All students face pressures, and that’s no different for hopeful engineers. By the time first-year students take their first engineering course in the spring semester, they often juggle it with calculus, chemistry, and physics.

Dr. Jessica Sparks, a professor in Chemical, Paper, and Biomedical Engineering, saw the need and opportunity to transform CPB 102 (Introduction to Chemical and Bioengineering) from a face-to-face course to an online course that first-year students could take during the J-term.

Dr. Jessica Sparks, who teaches in Chemical, Paper & Biomedical Engineering, transformed her face-to-face course into a fully online, compressed Winter Term course. Video by Benjamin Hartman.

Of course, the engineering professor mulled over questions and faced challenges. How do you take a collaborative, semester-long course and turn it into a fully-online, compressed J-term one? “I had to change the sequence and repackage things into different modules,” Dr. Sparks recalled. “I really had to think carefully about how to organize the content.”

It was communication and connectivity that Dr. Sparks considered the most. “I spent more time thinking about […] a student somewhere alone, working on their computer, trying to learn this content,” she said. “I wanted to make sure they didn’t feel alone.” Sparks was pleased that she could still build rapport with her students by building in feedback mechanisms.

Dr.

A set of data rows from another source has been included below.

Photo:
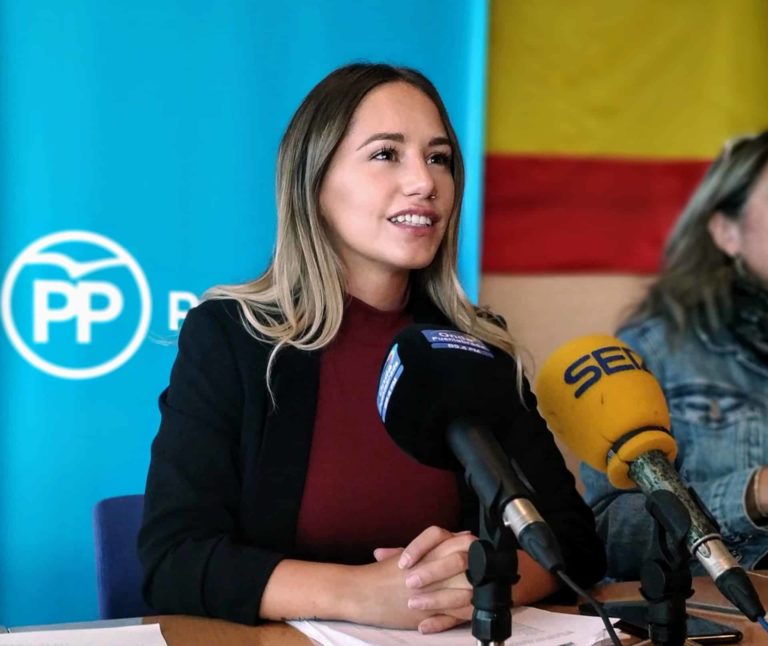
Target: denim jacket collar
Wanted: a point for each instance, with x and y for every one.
(723, 342)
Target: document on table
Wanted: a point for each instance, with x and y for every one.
(530, 627)
(148, 635)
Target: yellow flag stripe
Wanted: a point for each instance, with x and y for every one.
(628, 78)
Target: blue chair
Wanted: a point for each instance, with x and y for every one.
(116, 523)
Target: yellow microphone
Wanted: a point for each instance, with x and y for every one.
(599, 398)
(597, 395)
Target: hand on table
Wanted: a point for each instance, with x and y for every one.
(434, 566)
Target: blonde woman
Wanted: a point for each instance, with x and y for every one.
(274, 491)
(703, 331)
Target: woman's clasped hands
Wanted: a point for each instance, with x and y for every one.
(433, 584)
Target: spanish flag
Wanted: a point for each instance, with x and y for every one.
(602, 117)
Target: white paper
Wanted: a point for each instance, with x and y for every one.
(530, 627)
(148, 635)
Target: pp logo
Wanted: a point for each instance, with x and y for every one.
(76, 304)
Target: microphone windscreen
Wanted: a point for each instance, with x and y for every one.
(434, 375)
(597, 395)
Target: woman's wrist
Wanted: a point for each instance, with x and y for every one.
(756, 495)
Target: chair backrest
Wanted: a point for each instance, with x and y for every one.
(116, 523)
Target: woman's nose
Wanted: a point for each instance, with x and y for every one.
(418, 180)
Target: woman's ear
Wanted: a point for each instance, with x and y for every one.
(725, 233)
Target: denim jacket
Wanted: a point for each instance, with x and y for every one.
(717, 392)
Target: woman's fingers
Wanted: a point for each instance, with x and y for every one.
(439, 623)
(454, 601)
(383, 553)
(433, 539)
(437, 571)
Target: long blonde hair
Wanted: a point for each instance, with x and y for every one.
(694, 285)
(299, 300)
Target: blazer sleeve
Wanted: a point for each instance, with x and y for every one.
(193, 558)
(532, 446)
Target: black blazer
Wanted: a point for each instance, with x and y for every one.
(227, 471)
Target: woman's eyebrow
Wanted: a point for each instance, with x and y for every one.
(399, 137)
(384, 136)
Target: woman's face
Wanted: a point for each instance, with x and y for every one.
(388, 193)
(748, 235)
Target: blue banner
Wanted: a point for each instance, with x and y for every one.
(137, 149)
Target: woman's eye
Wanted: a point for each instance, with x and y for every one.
(441, 159)
(385, 154)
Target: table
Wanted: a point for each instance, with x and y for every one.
(197, 631)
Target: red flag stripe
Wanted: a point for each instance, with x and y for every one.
(547, 214)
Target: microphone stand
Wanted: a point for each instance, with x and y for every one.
(492, 571)
(666, 578)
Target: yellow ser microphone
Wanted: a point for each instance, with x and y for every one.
(597, 395)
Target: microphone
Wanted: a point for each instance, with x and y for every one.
(443, 397)
(597, 395)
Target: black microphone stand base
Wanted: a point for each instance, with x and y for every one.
(665, 579)
(492, 571)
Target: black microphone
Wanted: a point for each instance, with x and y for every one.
(443, 396)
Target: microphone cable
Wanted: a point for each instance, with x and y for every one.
(596, 605)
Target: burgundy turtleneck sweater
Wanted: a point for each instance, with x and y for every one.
(362, 491)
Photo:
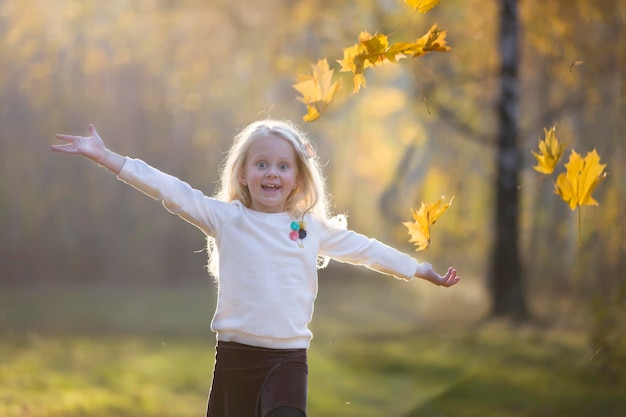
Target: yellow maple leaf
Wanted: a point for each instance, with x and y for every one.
(433, 41)
(372, 50)
(426, 216)
(550, 151)
(422, 6)
(317, 89)
(366, 53)
(581, 177)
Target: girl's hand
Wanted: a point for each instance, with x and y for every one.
(427, 272)
(91, 146)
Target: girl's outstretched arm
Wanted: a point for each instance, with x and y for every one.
(92, 147)
(426, 271)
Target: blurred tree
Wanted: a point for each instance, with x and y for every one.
(505, 274)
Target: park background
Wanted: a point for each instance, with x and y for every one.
(104, 300)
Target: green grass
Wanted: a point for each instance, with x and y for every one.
(382, 348)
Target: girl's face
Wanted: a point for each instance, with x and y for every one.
(270, 173)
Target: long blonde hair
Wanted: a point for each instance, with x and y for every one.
(310, 196)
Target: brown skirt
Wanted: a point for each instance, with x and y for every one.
(250, 381)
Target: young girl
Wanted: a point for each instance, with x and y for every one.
(269, 230)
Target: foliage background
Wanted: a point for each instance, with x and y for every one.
(172, 82)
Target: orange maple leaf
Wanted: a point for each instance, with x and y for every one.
(433, 41)
(581, 177)
(426, 216)
(422, 6)
(550, 152)
(372, 50)
(317, 89)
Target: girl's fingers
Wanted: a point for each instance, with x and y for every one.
(67, 138)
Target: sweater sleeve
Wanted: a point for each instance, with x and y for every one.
(177, 196)
(354, 248)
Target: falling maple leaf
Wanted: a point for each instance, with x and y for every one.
(433, 41)
(581, 177)
(366, 53)
(372, 50)
(550, 151)
(422, 6)
(426, 216)
(317, 89)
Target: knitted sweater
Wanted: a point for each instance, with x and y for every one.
(267, 282)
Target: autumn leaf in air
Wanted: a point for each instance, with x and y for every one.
(369, 51)
(581, 177)
(550, 151)
(422, 6)
(426, 216)
(433, 41)
(372, 50)
(317, 89)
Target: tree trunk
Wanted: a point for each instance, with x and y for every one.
(506, 278)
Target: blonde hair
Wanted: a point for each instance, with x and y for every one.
(310, 196)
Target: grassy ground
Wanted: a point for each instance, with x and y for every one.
(382, 348)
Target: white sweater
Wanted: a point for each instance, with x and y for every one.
(267, 282)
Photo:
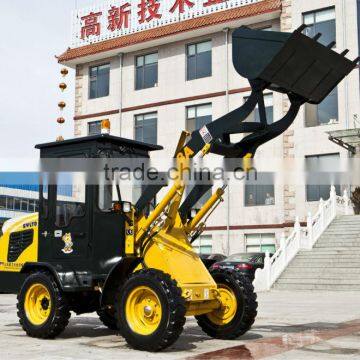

Sparks was also able to recreate the interactivity of collaborative labwork by pairing discussion boards with every assignment. “Engineers need to solve problems together,” according to the professor.

The students seemed to enjoy the overall course. “Some of them sent me emails partway through the course, just saying ‘this is great, I’m having a great time,'” enthused Professor Sparks. The feedback wasn’t anonymous, she noted with a laugh, “so maybe it doesn’t count.”

The transformation and teaching of an online course was ultimately a positive experience for Dr. Jessica Sparks. “On the whole, it was a success,” she said.